At Fenway, a celebration short on words, but not class

Fenway Park Ring ceremony Ortiz

Michael Ivins/Boston Red Sox/Getty Images

The Red Sox outdid themselves Friday at Fenway Park with their Opening Day and World Series ring ceremony under a sun-splashed sky and chill that for two centuries has defined April baseball on Yawkey Way.

The ceremony was classy. It was touching.

The irony? Hardly a word was spoken. And that’s the best part.

The Red Sox’s 2013 World Series celebration didn’t need words. Just images. Smiles. Hugs. Laughter. Tears. Applause. Goose-bump music.
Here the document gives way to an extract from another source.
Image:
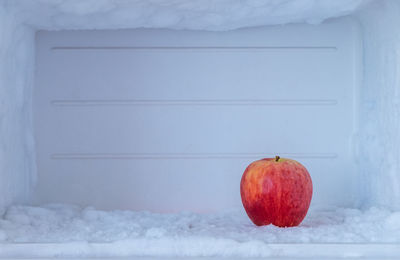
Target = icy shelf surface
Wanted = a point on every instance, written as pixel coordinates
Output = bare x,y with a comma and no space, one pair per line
192,233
On the big screen in center field, the Red Sox simply showed each player’s 2013 montage as that player emerged from the dugout and received their World Championship rings. No announcements necessary.

On the field itself, the Red Sox brought out Boston Marathon bombing victims, their families and heroes from that day, like Carlos Arredondo, who leaped into action last April and saved lives. No introduction needed. Everyone knows Carlos. Everyone feels for the families, especially the Red Sox, whose players greeted each family member as if they were their own.

Also on the field was the Boston Fire Department, including members from Engine 33, Ladder 15 — the very same crew that serves to protect Fenway. They lowered the American flag in center field at half-mast in honor of their fallen firefighter brothers, Michael Kennedy and Ed Walsh, each of whom died fighting a fire in the city last week.

And of course, there were the iconic sounds synonymous with Boston music:┬áThe Boston Pops Orchestra and Dropkick Murphys. Conductor Keith Lockhart and crew belted out an awesome rendition of Richard Strauss’ 1896 “Also Sprach Zarathustra” as massive world champion banners from 2004, 2007 and 2013 were draped over the Green Monster. The Dropkicks performed “Shipping up to Boston” with help from the Pops.

This is all we needed. Sights and sounds.

Words? Not on this day.

We don’t even need to say “Boston Strong” anymore. It’s inherent in Bostonians now. In our veins, like it always has been, even before the marathon bombings.

The Red Sox reminded us of all this with one awesome ceremony and one very touching scene from Fenway Friday. Even if it was short on words.